Minutes passed before the man turned from the ancient stone to the two men who had been waiting patiently. “The cover?”


“This is the way it came to us. The lid must have been lost or destroyed at some point.”


The first man ran his hand along the top edge and peered inside. “That makes it considerably less desirable.”


“The price reflects that.”


“Your price does seem reasonable…but I should like a few days to decide. It is not a small sum. Perhaps I could take a few photographs to help me—”


When the potential buyer lifted a small camera from his coat pocket the larger of the other two stepped forward and held up his hand.


“No.” He spoke a touch too firmly. Then he added, in a less menacing tone, “I’m sure you will understand that photograph- ing this piece is impossible. Under the circumstances.”


“Yes, I understand completely.” He slipped the camera back into his pocket. “As to the tomb where it was found. Where was it located?”


The two associates exchanged glances, as if to decide who would reply. The shorter one finally said, “I’m afraid we can only say that it was in Tuscany, in the area around Volterra.” He glanced again at his companion. “We are not told the exact location.”


The man pretended that the answer satisfied him. “Yes, of course.”
After a few more minutes of examination, the urn was covered with the cloth again and the three walked to the door. The buyer opened it and headed up the shadowed stairs toward the street. The larger man turned to his colleague and shook his head quickly. The other nodded agreement before following their visitor up the stairs. At the top, a metal door creaked open. The three stepped outside into a fog that almost obscured the building across the narrow alley. The short man pulled out a key and noisily closed the deadbolt on the door before turning to the client. Thirty meters away, where the alley began, cars crept slowly through the fog, their lights on but dimmed. The Milanese knew fog well and treated it with respect. The three walked in silence out to the street where they stopped.

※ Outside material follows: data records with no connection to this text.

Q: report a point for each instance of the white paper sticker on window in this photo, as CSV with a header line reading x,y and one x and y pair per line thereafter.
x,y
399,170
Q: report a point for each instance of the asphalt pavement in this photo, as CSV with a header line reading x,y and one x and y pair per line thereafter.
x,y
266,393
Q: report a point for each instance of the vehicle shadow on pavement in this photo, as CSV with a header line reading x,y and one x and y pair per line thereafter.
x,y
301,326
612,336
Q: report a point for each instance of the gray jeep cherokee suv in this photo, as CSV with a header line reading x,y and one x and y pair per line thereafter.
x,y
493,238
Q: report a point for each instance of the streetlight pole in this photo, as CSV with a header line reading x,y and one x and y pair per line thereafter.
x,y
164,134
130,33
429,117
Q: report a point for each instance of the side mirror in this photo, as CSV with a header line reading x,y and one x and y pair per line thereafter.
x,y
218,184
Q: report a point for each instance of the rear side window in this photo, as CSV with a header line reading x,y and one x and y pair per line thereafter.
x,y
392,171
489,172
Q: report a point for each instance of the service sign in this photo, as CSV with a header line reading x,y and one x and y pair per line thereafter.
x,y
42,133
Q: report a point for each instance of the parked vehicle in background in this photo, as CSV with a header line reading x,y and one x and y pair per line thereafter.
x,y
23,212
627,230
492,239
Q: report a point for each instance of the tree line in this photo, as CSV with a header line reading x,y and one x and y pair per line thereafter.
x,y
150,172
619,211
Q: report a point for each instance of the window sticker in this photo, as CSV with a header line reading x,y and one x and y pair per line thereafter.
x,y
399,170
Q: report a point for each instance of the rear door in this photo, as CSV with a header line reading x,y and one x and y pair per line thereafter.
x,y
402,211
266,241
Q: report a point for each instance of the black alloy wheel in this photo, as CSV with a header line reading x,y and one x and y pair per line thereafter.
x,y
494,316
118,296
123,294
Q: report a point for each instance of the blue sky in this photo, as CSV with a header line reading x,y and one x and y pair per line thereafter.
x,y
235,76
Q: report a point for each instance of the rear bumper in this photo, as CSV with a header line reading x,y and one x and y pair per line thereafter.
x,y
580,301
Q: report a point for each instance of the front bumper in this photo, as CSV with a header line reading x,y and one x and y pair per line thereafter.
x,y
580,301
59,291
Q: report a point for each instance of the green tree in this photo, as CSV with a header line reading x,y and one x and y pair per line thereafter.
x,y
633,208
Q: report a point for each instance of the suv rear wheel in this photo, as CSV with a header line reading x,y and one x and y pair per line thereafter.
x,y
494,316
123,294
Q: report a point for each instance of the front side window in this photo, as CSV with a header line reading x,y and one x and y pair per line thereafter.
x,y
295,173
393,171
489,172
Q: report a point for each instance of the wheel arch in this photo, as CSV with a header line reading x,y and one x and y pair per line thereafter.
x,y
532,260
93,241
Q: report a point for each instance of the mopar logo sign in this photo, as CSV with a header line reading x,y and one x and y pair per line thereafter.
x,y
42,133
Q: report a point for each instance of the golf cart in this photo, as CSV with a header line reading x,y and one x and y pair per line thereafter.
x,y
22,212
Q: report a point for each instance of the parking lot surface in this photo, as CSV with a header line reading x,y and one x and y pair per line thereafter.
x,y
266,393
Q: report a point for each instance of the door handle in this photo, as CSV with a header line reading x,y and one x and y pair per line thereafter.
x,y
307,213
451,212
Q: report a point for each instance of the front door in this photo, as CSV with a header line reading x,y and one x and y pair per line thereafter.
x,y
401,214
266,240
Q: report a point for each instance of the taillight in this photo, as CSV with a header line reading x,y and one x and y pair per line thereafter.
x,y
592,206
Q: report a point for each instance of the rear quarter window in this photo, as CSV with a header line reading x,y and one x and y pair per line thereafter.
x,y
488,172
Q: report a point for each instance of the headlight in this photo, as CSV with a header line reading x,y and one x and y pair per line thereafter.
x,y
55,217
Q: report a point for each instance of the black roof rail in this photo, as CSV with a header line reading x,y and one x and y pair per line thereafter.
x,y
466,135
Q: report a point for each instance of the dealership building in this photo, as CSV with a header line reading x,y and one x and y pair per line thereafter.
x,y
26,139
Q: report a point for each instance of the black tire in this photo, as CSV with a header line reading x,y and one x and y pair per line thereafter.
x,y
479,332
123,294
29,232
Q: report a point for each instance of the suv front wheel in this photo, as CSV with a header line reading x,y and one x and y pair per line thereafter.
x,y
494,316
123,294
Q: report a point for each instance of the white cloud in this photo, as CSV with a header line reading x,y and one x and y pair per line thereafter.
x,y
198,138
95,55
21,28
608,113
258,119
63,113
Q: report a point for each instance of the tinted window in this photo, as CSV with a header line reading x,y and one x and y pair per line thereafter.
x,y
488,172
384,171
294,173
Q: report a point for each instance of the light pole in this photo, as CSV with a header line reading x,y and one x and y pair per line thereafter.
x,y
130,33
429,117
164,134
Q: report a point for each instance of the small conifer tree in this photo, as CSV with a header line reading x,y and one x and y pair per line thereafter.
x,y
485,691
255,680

“I will be in contact by the end of the week. I know you need an answer.”


The two dealers smiled stiffly and nodded. No handshake was offered, so the buyer hurried off toward the center of town while a tram rumbled past him on its tracks, making the sidewalk vibrate under his feet. They watched him until one tapped the other on the arm and jerked his head back toward the passage. By the time the tram was passing the alley, the key was back in its metal door.